Graham and MTT took the "Villanelle" down a third also, which gave it an ease and sensuousness at the cost of a more tangy, bracing element, which I missed. However, while she sang "Absence," "Au Cimitiére," and "L'ile Inconnue" in their original, rather high tessitura keys, she took "Le Spectre de la Rose" and "Sur les Lagunes" up a minor third (i.e., used the "Steber" keys) which allowed her several sumptuous climaxes on high A-flats. That enabled exquisitely silvery pianissimos, but at the cost of an element of mystery in "Le Spectre" and of ultimate sombreness in "Sur les Lagunes." The key for the latter allowed her to take an impressive low option on the phrase "Sur moi la nuit immense, s'étend comme un linceul" on a low G-flat, without having to match Janet Baker's thunderous low E-flat.

The two elements that left me dissatisfied, which are closely connected, were what I felt to be an inability to take off the mask behind the mask and really give us raw emotion in the dark side of this cycle (notably in "Sur les Lagunes" and "Au Cimitiére").
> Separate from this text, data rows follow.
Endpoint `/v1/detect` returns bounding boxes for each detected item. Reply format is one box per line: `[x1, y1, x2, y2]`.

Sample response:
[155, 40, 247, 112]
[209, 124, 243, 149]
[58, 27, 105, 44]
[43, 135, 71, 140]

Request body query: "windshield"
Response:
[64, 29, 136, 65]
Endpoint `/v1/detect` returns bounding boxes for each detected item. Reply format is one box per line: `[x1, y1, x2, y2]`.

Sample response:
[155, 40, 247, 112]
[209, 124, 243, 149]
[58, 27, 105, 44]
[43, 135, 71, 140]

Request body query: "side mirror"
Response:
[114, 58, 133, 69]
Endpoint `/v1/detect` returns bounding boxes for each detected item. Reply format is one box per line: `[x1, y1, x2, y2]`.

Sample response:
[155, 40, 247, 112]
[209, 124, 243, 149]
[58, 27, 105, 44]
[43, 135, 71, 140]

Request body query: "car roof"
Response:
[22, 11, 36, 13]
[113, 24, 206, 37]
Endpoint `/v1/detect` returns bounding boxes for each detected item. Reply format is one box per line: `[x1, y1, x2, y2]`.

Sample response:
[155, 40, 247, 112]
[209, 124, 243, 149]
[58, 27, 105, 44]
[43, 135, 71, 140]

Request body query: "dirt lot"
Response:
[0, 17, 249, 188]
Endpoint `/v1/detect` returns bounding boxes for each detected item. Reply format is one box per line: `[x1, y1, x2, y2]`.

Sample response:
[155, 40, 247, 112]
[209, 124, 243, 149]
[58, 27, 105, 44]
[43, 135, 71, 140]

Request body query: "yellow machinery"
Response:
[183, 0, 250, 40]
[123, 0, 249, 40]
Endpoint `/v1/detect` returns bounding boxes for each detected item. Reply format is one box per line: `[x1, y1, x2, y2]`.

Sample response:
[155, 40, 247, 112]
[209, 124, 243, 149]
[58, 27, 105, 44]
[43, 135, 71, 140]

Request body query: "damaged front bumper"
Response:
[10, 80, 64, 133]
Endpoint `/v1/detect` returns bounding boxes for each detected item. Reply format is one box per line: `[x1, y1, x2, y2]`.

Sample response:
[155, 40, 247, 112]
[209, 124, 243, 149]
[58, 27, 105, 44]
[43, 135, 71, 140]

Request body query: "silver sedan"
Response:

Vocally, there lacked real variety of tone color. To address the latter first, the sound was a stream of gold and she could sing very quietly and very powerfully. But at a certain point I felt that it was too much of the same caramel sauce and wanted something a little more biting. Graham tried at the opening of "Sur les Lagunes": She darkened her sound and scrunched up her face, but I just didn't feel she got there. This want of pathos struck me when I saw Graham as Sister Helen in Dead Man Walking. It was confirmed in a later performance when I saw Kristine Jepson (again, with less sumptuous vocal equipment) provide exactly what had been missing.

On the other hand, when discussing it with my other half at the interval, he commented, "What do you mean? She was perfect." And maybe she was.